Thursday, June 24, 2010

The real problem with writing novels about the Holocaust

Over the past few weeks, the literary world and Holocaust scholars have been engaged in two rows over fictionalised accounts of the Holocaust.

One is Annexed by Sharon Dogar - a novel written from the point of view of Peter van Pels, the boy who was in hiding with Anne Frank, and suggesting that the two teenagers had a sexual relationship. Some Holocaust charities, in particular, have taken exception and claim that fictionalising the story risks trivialising Anne's life. The other is Beatrice and Virgil, by Yann Martel, which concerns a taxidermist writing a play about the Holocaust.
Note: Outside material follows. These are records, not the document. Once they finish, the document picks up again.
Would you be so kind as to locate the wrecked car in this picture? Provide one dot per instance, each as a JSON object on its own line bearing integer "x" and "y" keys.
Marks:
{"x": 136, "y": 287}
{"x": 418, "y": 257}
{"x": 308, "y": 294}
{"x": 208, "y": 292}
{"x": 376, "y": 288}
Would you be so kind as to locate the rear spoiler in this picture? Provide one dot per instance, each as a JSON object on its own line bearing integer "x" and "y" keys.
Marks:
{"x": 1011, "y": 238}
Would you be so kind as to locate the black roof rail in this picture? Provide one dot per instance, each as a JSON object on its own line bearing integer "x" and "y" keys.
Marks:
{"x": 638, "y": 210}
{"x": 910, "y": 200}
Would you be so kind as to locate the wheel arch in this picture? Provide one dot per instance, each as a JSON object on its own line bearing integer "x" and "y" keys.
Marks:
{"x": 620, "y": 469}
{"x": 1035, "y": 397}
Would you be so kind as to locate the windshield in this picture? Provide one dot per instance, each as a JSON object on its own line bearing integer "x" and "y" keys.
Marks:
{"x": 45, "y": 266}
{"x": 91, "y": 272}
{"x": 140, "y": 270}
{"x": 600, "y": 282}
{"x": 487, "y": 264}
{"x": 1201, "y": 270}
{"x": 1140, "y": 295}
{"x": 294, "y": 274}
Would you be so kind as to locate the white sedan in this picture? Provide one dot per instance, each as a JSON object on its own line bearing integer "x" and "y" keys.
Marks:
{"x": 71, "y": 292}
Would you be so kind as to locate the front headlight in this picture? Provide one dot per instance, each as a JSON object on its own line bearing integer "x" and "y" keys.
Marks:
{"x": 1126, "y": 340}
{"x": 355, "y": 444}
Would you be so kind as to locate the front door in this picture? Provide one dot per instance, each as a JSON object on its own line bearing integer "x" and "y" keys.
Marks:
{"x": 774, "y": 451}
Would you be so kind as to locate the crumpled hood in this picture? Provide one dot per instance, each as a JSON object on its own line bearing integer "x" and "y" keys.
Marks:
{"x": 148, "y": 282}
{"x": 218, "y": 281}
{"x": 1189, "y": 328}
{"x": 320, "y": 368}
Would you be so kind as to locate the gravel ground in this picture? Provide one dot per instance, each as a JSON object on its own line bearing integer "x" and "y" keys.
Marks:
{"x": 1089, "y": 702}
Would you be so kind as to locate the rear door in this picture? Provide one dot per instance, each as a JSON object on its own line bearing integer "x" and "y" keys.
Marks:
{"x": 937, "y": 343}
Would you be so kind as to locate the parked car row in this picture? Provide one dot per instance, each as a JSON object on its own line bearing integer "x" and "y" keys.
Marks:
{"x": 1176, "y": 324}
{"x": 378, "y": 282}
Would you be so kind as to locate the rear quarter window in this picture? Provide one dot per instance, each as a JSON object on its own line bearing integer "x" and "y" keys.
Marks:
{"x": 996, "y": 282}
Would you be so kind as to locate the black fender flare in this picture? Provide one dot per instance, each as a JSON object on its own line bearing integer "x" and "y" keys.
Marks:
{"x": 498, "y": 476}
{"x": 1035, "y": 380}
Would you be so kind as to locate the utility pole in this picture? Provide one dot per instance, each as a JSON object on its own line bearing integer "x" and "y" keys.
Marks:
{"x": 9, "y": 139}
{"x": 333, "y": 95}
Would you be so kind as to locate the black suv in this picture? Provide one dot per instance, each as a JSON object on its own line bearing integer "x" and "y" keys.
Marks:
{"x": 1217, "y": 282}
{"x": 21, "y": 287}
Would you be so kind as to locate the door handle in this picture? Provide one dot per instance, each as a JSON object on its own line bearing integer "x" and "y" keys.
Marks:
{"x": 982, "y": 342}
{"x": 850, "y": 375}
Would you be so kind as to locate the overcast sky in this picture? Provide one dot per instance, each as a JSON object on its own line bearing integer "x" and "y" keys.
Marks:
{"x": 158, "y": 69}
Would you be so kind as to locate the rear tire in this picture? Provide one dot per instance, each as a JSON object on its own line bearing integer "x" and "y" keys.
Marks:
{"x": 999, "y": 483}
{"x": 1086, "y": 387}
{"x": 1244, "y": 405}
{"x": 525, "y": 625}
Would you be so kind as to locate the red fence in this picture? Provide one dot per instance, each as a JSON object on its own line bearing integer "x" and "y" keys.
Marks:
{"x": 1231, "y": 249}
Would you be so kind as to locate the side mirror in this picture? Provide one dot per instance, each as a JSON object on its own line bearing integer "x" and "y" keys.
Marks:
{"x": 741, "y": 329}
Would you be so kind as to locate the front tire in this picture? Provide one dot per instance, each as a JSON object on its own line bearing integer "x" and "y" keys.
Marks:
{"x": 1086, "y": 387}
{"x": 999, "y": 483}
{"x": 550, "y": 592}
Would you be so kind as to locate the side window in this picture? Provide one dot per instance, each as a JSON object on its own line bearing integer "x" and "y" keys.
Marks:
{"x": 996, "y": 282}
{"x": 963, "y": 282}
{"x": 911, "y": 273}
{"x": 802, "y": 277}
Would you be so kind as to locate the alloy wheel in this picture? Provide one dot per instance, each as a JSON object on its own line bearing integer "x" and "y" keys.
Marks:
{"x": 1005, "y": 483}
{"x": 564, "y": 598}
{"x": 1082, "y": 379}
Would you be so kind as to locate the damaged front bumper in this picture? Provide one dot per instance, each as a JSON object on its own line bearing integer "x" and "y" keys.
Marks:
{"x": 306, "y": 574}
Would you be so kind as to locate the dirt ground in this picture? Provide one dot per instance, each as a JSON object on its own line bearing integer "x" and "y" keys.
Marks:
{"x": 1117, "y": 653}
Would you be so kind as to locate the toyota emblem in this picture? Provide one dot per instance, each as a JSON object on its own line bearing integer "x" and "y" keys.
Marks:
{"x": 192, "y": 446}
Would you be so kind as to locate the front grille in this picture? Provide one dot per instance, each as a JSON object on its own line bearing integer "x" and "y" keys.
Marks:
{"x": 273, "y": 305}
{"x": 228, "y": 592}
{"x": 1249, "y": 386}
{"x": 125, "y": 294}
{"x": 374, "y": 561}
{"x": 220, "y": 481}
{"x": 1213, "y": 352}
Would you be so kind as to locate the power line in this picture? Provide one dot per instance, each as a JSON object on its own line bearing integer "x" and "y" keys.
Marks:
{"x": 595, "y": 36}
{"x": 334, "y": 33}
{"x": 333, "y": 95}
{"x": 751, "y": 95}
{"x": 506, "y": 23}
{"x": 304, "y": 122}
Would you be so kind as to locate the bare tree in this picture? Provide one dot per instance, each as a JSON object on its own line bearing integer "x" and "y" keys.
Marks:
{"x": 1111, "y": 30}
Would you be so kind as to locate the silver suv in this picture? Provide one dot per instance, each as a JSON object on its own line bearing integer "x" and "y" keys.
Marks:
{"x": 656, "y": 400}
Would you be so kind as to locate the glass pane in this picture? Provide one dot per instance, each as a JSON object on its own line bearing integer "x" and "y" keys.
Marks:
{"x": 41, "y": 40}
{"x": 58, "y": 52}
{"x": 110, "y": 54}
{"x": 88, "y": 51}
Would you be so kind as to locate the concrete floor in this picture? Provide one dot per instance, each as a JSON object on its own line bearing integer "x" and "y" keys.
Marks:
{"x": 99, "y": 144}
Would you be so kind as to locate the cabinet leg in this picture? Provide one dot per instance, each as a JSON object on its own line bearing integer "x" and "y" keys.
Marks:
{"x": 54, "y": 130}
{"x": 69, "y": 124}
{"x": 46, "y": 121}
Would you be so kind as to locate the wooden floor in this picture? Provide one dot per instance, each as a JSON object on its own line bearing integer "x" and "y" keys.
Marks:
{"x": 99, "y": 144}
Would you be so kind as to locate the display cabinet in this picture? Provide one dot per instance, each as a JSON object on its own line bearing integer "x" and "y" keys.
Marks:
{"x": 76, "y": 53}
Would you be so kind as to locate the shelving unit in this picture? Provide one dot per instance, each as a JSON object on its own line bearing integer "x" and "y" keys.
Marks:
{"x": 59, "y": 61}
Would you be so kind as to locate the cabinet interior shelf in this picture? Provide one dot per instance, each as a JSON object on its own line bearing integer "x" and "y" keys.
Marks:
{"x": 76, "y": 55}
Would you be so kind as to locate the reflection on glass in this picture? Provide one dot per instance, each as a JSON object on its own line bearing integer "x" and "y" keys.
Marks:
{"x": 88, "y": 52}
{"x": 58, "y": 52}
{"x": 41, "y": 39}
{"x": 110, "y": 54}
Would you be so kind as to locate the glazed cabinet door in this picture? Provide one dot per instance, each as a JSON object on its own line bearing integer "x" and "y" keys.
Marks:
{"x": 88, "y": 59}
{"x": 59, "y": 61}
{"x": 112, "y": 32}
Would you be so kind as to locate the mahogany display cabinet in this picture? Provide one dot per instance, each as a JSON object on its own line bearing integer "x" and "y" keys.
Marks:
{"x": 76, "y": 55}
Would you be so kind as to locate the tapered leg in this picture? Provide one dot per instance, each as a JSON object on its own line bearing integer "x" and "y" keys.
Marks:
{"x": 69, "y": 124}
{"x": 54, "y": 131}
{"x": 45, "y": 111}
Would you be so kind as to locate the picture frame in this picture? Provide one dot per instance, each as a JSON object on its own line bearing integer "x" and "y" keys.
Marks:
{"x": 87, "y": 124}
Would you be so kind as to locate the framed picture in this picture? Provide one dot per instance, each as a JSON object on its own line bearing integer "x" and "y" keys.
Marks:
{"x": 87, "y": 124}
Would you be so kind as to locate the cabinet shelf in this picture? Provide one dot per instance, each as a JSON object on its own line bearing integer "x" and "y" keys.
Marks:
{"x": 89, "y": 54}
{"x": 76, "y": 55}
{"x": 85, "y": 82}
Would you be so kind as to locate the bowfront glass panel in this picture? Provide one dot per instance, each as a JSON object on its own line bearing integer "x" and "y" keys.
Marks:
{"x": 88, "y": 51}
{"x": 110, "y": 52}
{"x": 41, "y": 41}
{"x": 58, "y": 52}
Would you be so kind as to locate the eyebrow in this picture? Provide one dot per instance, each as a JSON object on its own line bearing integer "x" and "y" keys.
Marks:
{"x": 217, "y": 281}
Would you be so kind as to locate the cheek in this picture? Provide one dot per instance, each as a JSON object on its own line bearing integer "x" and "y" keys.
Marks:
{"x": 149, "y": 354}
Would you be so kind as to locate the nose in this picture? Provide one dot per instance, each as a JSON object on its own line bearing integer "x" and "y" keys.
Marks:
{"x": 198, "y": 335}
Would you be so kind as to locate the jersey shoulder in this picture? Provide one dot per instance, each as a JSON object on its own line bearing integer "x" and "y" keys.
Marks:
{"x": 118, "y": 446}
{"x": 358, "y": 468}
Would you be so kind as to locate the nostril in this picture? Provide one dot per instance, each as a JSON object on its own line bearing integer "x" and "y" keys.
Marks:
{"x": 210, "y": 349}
It has been absolutely savaged in the reviews, and some have apparently suggested that Martel, as a non-Jew, had no business writing about the Holocaust, leading him to publicly state that "Jews do not own the Holocaust".

Personally, I have no problem with the Holocaust being fictionalised. No subject should be out of bounds and a good book on the Holocaust can be worth 1,000 Holocaust ceremonies in terms of bringing the horror home to those who know little about it (see: Sophie's Choice). I certainly have no problem with non-Jews writing about the Holocaust. The Jewish community spends a lot of energy working to raise awareness of the Holocaust in the general population, how can they possibly complain when non-Jews treat it seriously?

No, the real problem in both these cases is entirely different. Would anyone have complained about Martel had his new novel been able to offer some powerful new insight, some memorable images? Would anyone have complained about Dogar had she not included the unnecessary - and some might say slanderous - sexual angle?

Their real "crime" is not to have fictionalised the Holocaust - but to have done it badly.